Note: This selection is one factor in how pages will be grouped into documents by Quick Fields. The others are the First Page Identification conditions, the Last Page Identification conditions, and the Document Length settings. For more information, see How Documents are Identified.
Note: If Keep each entry as a separate document is not selected and you do not have Generate images for each page or Extract the text from each page selected, you will not be able to select Keep PDF after using it to generate Laserfiche Pages. If the Laserfiche pages in the repository are going to be separated and made into new documents of different lengths, the PDF will not be kept because it cannot be attached to new arbitrary Laserfiche documents. A combination of different file types (doc, pdf, etc) retrieved can be used to create new Laserfiche documents, but the electronic files cannot be kept because of the mixed file types.
- Retrieve electronic file: If the entry you are retrieving is an electronic file (e.g., PDF), selecting this option will retrieve that electronic file, giving you the ability to generate pages from PDFs or extract text from Word documents, etc.
Note: If you do not have Retrieve electronic file selected, you will not be able to select any options under If the document is a PDF. There is no need to select any PDF options if you are not retrieving electronic files.
- Retrieve fields: Select this option to retrieve the document fields.
- Retrieve tags: Select this option to retrieve the document tags.

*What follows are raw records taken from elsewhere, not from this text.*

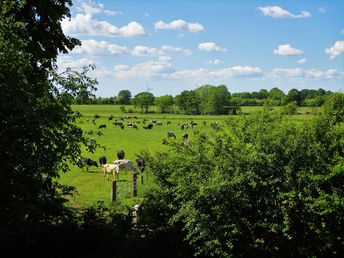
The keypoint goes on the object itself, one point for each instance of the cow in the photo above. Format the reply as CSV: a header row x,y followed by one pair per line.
x,y
149,126
171,134
124,165
108,169
140,164
120,154
102,160
85,162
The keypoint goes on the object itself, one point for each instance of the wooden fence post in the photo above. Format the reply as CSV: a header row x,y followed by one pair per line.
x,y
141,179
134,184
114,191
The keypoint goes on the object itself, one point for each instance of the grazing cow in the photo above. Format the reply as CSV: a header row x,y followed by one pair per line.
x,y
140,164
149,126
120,154
171,134
102,160
124,165
85,162
108,169
134,213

For each page in the document, retrieve:
To specify the page data to retrieve, select any or all of the following:
- Image: Retrieves each page's image.
- Use the image's original orientation: When selected, this will retrieve the document at the original orientation at which it was scanned. When cleared, it will use the orientation you have set in the image display
- Text: Retrieves each page's text.
- Annotations: Retrieves each page's annotations.
If the document is a PDF:
- Generate images for each page: Generate Laserfiche images for each page of the retrieved PDF.

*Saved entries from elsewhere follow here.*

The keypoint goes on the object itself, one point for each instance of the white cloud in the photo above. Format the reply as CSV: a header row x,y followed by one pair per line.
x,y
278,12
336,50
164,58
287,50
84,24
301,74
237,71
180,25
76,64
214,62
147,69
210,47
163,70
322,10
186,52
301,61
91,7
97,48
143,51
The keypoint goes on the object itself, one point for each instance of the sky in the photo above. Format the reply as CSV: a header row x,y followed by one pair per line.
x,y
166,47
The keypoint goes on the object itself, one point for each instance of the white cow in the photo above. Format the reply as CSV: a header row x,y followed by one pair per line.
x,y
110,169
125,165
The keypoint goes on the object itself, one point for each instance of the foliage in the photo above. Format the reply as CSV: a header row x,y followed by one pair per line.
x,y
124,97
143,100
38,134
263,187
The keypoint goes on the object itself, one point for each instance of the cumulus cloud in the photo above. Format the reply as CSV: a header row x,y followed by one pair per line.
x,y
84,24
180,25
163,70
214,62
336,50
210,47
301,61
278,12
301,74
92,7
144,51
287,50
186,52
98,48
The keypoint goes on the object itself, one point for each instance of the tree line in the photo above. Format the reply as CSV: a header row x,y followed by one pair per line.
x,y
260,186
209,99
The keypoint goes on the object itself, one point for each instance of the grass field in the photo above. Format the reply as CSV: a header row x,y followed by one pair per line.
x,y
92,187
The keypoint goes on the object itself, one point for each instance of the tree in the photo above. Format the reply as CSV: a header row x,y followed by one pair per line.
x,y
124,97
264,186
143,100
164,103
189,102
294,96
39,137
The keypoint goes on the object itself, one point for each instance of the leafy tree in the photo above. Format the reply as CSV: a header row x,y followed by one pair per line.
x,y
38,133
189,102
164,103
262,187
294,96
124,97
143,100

- Convert images to black & white: Convert the generated image pages to black and white.
- Scale images to use DPI: Customize the generated image's dots per inch (DPI).
- Extract the text from each page: Extract text from the retrieved PDF documents.

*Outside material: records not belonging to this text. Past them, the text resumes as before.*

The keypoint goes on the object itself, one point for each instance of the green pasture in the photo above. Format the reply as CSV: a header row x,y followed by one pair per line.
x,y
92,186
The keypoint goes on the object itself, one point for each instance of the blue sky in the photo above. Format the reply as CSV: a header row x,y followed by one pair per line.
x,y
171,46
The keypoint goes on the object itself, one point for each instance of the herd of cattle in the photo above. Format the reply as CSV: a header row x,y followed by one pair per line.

- Include PDF form field values in the text: If you are extracting text from a PDF form, the values in the form's fields will be included in the extracted text. It will be located at the bottom of the Text Pane.
- Keep PDF after using it to generate Laserfiche pages: The PDF can be used to generate Laserfiche images, extract text, or both. Selecting this option will keep the PDF file after it has been used to create Laserfiche pages.
- If Keep each entry as a separate document is selected above but you do not have Generate images for each page or Extract the text from each page selected, Keep PDF after using it to generate Laserfiche pages will be required and automatically selected. Since the new document being created will not have Laserfiche pages, it will require the PDF be attached as the electronic file component.
- If Keep each entry as a separate document is not selected above, you will not be able to select Keep PDF after using it to generate Laserfiche pages. If the Laserfiche pages in the repository are going to be separated and made into new documents of different lengths, the PDF cannot be kept because it cannot be attached to new arbitrary Laserfiche documents.
Note: Keep PDF after using it to generate Laserfiche pages needs to be selected in order to use Retrieve PDF Form Content.
- Convert the PDF annotations to Laserfiche annotations: Any PDF annotations on the retrieved PDFs will be converted into Laserfiche annotations.
- If the entry already has Laserfiche pages, overwrite them: PDFs retrieved may already have Laserfiche pages associated with them. Select this option if you want the newly processed Laserfiche pages (generated from the PDFs) to overwrite the existing Laserfiche pages in your repository.